# Packing my kids and my stuff.



## sammie11 (Oct 13, 2017)

I feel like I've been posting too much on here...going through a lot ) : So nice to have a safe space to open up.

Today I packed up my belongings and pumped up my kids (3, 5, 8) for moving in with my mother. I am so beyond thankful that they are handling this far better than I expected. (They are excited! They are literally even bragging to their friends about having two homes!! Wth!)
For me, I cannot begin to say how crushed my heart is to be undoing the efforts I've put in to making this house a home. My ex husband and I (before he became abusive) worked out butts off to get here. We built our dream life together and I am so proud of how far we came. Today I just....put a few things in boxes.
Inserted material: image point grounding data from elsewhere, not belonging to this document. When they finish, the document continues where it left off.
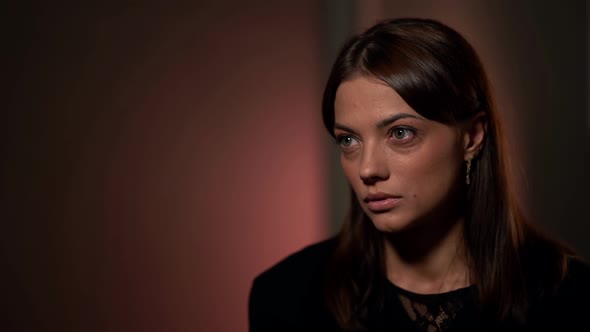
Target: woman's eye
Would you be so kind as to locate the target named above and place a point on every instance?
(402, 133)
(347, 141)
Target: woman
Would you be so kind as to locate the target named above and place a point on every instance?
(434, 239)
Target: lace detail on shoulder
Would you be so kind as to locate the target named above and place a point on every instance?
(433, 313)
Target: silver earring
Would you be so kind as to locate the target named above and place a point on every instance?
(467, 180)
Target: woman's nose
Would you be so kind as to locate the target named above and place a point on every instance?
(373, 165)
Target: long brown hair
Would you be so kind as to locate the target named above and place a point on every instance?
(437, 72)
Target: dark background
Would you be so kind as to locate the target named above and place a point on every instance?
(156, 157)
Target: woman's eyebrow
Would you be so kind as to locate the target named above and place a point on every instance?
(386, 122)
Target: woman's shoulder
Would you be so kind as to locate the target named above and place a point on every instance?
(299, 266)
(289, 295)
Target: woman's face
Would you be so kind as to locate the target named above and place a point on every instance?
(404, 168)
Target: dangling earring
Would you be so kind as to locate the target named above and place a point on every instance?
(467, 180)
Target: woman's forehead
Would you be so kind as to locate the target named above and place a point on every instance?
(367, 97)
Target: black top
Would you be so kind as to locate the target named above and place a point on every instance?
(289, 297)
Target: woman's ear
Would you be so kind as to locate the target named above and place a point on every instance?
(473, 135)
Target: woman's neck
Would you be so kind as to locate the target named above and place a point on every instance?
(427, 261)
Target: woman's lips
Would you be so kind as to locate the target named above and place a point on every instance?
(382, 202)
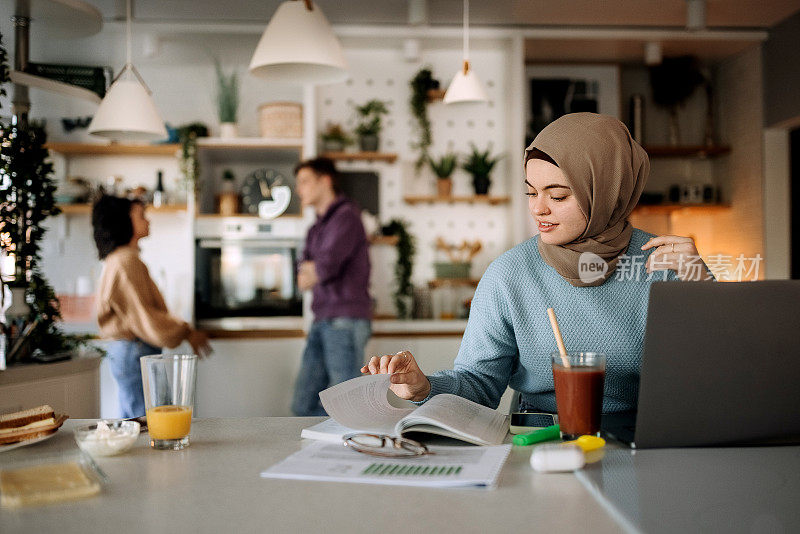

For the first time in two months since we separated, this has really hit home. I can't say I miss him, but to leave my home and the dreams we worked so hard for while ignoring our problems and pretending they didn't exist...it broke my heart. 
And I can't bring our kitty )':
Lord. This is so hard.


----------



## Betrayedone (Jan 1, 2014)

I get it.......


----------



## EleGirl (Dec 3, 2011)

Why are you and the children leaving your home?

It sound like your children have a good, positive outlook. Hope they can keep that.

Hang in there. It gets easier with time.


----------



## SunCMars (Feb 29, 2016)

Hey TAM...
Someone, please.

Take the kitty.
Hold it for a spell, then return it, fed, all brushed and fluffed up.
Take her kitty. And hold it for her.
That's the end, of this, my ditty.


----------